2.     Bagaimana ritualnya?

C.   Tujuan
Tujuan dibuatnya makalah ini tidak lain dan tidak bukan adalah untuk memberikan iformasi kepada pembaca mengenai tradisi nenek moyang yang masih dijalankan oleh masyarakat Sumatra, yaitu marpangir.










BAB II
PEMBAHASAN
A.   Tradisi marpangir
Secara harfiah, marpangir merupakan tradisi mandi dan keramas (mencuci rambut) yang mempunyai makna pembersihan diri secara fisik dan batiniah, yang meskipun dilaksanakan berkaitan dengan momen keislaman, namun tidak ditemukan dalam ajaran para nabi. Ritual-ritual ini dianggap sebagai sisa-sisa dari kepercayaan Hindu, tepatnya tradisi yang dilaksanakan untuk menyucikan diri di Sungai Gangga, India. Akan tetapi dalam kepercayaan orang Jawa di Sumatera Utara, serta etnis lain yang menjalankannya, tradisi ini tidak dirujuk lagi sebagai tradisi yang berasal dari agama Hindu. Ini merupakan tradisi Islam yang terdapat pada beberapa etnik lain, yang membuat mereka mendapatkan kepuasan batin dan kenyamanan saat akan memasuki serta menjalankan ibadah di bulan Ramadhan. Sebuah tradisi yang tidak akan mudah dihilangkan. Tradisi “marpangir” (mandi pakai sejenis jeruk purut) sudah lama di kenal oleh masyarakat batak.   Hingga kini di daerah Sipirok tradisi marpangir masih dilakukan bahkan merupakan suatu ritual yang di umum dilakukan menjelang bulan puasa. Saudara kita yang muslim akan mandi marpangir bersama di batang aek.  Belakangan tradisi ini mulai di tinggalkan oleh beberapa orang batak toba, tidak jelas mulai kapan tradisi ini menjadi tidak populer, namun diduga karena tradisi marpangir dianggap bagian dari hasipelebeguon (kegelapan/animisme).
Konon para datu (dukun) selalu mensyarakatkan setiap pasiennya untuk marpangir, tentunya unte pangir yang dipakai mandi tersebut sudah harus di bawa ke dukun yang bersangkutan dan di bacakan mantera-mantera. Kemungkinan besar itulah yang membuat sebagian besar orang batak toba (kristen) menganggap marpangir menjadi bagian dari hasipelebeguon.
B.   Ritual marpangir
Mereka membersihkan tubuh dengan ramuan-ramuan khusus, membasuh rambut (keramas) sampai halus.

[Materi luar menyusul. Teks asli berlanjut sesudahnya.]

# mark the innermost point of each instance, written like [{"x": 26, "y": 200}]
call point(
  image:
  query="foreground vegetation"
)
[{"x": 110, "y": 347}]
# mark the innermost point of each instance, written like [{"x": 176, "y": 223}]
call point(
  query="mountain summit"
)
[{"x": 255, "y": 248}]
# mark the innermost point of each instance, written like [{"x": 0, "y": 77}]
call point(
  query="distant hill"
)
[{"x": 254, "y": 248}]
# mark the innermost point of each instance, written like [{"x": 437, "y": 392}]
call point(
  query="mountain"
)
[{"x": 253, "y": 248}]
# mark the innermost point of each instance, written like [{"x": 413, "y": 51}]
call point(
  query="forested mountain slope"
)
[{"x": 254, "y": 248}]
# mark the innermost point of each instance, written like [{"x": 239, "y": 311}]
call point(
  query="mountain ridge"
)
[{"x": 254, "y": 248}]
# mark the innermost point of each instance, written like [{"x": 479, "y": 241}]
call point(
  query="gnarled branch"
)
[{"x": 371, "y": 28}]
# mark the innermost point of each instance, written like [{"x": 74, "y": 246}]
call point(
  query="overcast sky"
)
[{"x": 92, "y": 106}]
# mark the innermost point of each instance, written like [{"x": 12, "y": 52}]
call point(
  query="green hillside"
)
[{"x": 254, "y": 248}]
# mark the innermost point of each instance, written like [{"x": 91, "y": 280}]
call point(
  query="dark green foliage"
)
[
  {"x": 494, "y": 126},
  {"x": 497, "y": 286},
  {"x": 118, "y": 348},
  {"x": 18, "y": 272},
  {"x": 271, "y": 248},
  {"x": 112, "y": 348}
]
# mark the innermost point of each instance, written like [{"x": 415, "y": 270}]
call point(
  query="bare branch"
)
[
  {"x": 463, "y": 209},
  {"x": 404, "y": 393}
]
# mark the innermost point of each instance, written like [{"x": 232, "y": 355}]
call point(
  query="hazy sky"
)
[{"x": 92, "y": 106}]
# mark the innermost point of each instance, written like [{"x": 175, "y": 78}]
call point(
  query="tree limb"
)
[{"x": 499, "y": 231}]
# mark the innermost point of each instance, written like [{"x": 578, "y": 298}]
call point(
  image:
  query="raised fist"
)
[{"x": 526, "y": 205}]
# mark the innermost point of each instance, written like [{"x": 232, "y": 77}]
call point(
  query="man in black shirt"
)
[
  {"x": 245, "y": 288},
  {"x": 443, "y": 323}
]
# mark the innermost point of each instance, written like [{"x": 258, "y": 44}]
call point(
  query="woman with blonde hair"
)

Di beberapa tempat yang beruntung punya sungai bagus, dengan ramuan itu mereka bermaksud “menghanyutkan dosa-dosa” ke arah hilir, dan kini mereka telah siap untuk memasuki satu bulan suci dalam Islam, yaitu Ramadhan. Setiap menjelang bulan Ramadhan yang berarti kegiatan puasa akan tiba, kelompok-kelompok masyarakat yang beragama Islam di Sumatera melakukan tradisi persiapan lahir dan batin. Biasanya, dalam tradisi ini, terdapat beberapa ritual yang dilaksanakan secara berbeda—meskipun ada kaitannya--oleh etnis-etnis yang hidup di pulau ini.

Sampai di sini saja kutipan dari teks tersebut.